Lumkhaga Pass holds significant geostrategic importance for India. The pass provides a direct, albeit difficult, route between the border districts of Himachal Pradesh and Uttarakhand. This connectivity is vital for the military and border security forces, as it offers an alternative to longer, more circuitous road routes. The presence of Indian military and Indo-Tibetan Border Police (ITBP) posts along the trek, particularly at locations like Dumti, underscores its role in monitoring and securing the region's sensitive border with China. The development of infrastructure in this area, including the potential for future roads, is a part of India's larger strategy to improve connectivity and assert its presence along the Line of Actual Control.

===Ecology===

The diverse ecology of the region is a major highlight of the trek. As the trail ascends from the lower valleys, it passes through dense forests of deodar, pine, and rhododendron. The meadows of Kyarkoti Lake, a major campsite on the Uttarakhand side, are known for their vibrant alpine flora and are surrounded by waterfalls and streams. The wildlife in the area includes species adapted to high-altitude environments, such as the langur and ibex, and various birds of prey like mountain crows and eagles. The Baspa River, which flows through the Sangla Valley, is also known for its population of freshwater fish, particularly trout. The fragile ecosystem is vulnerable to human impact, and efforts are often made to ensure trekking practices are sustainable.

==Tourism==

The route offers a unique experience, with a dramatic landscape transition from the green, forested valleys of Kinnaur to the barren, glacial landscapes near the pass. Due to its high altitude and remote location, trekkers face challenges such as the risk of acute mountain sickness (AMS) and navigating treacherous terrain.

===Inner Line Permit===

Since this pass is located near Indo-Tibetan border, one needs to obtain Inner Line Permit (ILP) from the district administration of Kinnaur, Himachal Pradesh to cross the pass.

===Trekking===

The Lamkhaga Pass trek is widely considered one of the most difficult and demanding high-altitude treks in the Indian Himalayas, suitable only for experienced trekkers. The trek typically begins from Chitkul, the last inhabited village in the Baspa Valley on the Himachal side, and ends in Harsil, a village in the Bhagirathi river valley on the Uttarakhand side, though it can also be started from the Harshil side. The journey spans over 8 to 10 days and covers a distance of approximately 90 km. The trekking season is limited to the short summer and post-monsoon months, typically from late May to early July and from late August to October, when snow cover is manageable.

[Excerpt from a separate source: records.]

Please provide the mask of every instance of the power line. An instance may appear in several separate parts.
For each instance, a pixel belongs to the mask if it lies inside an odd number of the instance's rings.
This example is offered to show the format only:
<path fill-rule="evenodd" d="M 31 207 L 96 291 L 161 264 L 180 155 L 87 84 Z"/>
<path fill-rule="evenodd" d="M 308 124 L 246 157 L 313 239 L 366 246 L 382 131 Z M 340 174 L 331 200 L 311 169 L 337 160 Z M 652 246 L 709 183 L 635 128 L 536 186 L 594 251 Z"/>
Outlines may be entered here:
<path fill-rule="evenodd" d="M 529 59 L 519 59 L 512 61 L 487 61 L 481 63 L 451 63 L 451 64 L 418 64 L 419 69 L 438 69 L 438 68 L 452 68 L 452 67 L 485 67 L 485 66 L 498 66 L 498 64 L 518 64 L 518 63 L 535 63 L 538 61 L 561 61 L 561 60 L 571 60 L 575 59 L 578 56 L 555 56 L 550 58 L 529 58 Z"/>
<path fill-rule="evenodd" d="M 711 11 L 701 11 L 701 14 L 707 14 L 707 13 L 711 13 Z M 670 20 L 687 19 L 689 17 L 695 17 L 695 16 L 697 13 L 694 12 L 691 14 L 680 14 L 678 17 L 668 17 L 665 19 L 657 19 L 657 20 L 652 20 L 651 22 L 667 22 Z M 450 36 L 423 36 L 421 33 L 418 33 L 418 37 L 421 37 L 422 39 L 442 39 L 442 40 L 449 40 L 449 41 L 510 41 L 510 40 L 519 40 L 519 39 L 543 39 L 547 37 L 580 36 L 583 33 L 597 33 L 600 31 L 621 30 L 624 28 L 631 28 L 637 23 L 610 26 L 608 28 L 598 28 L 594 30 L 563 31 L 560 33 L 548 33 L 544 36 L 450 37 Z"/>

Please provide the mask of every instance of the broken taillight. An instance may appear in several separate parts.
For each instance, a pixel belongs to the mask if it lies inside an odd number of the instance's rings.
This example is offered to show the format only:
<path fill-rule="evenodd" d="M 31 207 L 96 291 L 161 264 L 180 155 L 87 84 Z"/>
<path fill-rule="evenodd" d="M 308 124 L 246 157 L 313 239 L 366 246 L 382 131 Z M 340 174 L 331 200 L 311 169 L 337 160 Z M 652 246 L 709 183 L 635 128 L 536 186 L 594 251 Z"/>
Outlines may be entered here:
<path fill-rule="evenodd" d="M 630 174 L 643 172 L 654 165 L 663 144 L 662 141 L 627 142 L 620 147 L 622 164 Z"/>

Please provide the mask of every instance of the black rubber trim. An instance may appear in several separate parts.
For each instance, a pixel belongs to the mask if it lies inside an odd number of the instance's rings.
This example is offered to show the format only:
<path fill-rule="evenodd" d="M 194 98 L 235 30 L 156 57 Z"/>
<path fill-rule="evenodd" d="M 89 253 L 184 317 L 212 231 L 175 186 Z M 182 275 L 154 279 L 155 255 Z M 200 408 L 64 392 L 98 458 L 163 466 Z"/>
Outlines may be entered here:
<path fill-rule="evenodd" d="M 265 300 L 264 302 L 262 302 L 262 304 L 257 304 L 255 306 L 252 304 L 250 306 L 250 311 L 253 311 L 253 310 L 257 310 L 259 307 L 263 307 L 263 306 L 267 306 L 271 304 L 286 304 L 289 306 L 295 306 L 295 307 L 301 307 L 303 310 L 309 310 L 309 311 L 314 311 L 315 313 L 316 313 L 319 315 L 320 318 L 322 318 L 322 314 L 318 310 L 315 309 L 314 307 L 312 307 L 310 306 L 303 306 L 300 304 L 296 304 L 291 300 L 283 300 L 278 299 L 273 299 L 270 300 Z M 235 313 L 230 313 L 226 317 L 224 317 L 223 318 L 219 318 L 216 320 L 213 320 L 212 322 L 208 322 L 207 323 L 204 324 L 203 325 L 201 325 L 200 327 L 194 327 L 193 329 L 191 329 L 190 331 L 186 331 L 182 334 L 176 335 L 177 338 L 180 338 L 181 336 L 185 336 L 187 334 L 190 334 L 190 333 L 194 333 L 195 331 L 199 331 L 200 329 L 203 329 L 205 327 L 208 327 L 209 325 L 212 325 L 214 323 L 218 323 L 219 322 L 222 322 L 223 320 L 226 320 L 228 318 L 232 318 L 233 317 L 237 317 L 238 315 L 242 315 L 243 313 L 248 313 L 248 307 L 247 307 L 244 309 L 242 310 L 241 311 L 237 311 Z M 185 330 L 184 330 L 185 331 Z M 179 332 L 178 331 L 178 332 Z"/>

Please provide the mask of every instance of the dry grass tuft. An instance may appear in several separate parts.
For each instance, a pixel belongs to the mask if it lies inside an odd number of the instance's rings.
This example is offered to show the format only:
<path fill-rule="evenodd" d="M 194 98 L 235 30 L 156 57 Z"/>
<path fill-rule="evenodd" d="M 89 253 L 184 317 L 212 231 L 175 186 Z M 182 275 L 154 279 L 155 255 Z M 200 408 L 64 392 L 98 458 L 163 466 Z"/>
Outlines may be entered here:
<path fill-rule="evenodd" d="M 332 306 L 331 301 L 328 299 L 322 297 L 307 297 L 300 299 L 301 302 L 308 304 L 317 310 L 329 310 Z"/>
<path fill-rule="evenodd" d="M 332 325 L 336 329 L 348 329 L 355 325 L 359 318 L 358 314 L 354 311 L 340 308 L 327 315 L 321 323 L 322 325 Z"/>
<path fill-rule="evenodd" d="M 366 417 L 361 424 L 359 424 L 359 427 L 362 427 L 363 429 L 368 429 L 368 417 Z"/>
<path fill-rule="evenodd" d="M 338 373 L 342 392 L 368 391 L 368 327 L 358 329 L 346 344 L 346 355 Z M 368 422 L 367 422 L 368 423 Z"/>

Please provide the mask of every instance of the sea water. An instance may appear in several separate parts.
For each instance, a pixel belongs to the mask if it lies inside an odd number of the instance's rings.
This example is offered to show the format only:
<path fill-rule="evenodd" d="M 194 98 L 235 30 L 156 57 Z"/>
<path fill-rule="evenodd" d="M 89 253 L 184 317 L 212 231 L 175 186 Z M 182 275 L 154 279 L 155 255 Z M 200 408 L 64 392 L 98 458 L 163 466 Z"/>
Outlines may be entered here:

The trek is not without risk. During a storm in October 2021, that caused the heaviest rainfall in Uttarakhand in over one hundred years, at least 12 trekkers were killed in Lamkhaga Pass. At least four of the victims were killed in an avalanche.

==Transport==

Karcham-Harshil Road, which will run from Karcham NH-5 to Harshil, and have a road tunnel under the Lamkhaga Pass, is under construction. This will cut down the current journey, which is 450 km long and can take nearly 16 hours, to about 150 km and 2 to 3 hours. In 2024, BRO began constructing 40-km long Kharcham-Sangla-Chitkul section of Karcham-Harshil Road.